GUADALUPE, Calif. - Felimon Perez and his son moved to Guadalupe a couple weeks ago.
Perez said he did not know about the financial hardships the city is facing prior to the move, and is concerned about the talk of disincorporation and the city losing its emergency services.
"If they take those services away Guadalupe is going to take longer to respond, so we need those services right here," said Perez.
The city's mayor, Francis Romero, agrees with Perez and says last week law enforcement was called to deal with a murder that "took the sheriff almost a half an hour to arrive."
Romero says, "That's exactly the type of thing that would happen in this community if we are no longer a city."

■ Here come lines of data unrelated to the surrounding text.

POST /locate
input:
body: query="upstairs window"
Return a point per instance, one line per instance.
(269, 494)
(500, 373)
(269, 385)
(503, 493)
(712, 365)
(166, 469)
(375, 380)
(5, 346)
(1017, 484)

City leaders met Tuesday night to talk about three items on the November ballot that officials say would keep the city operating on its own.
One of those measures is a 25 cent sales tax; the second is a 5 percent utility tax; and the last proposed measure is a business tax, which means for every $100 a company makes the city will get a quarter.
The mayor and council members say a consultant hired to investigate the city's current financial crisis told them if all measures are passed the city will hit a point where it will face a short-term cash flow shortage.
Romero told KCOY 12's Cory James the good news is that the city has enough money to borrow from its waste and waste-water funds to cover the shortage until money from the three proposed measures start coming in.
Guadalupe official says the money will be paid back and notes that they will only be able to borrow money from special funds if all three measures are passed.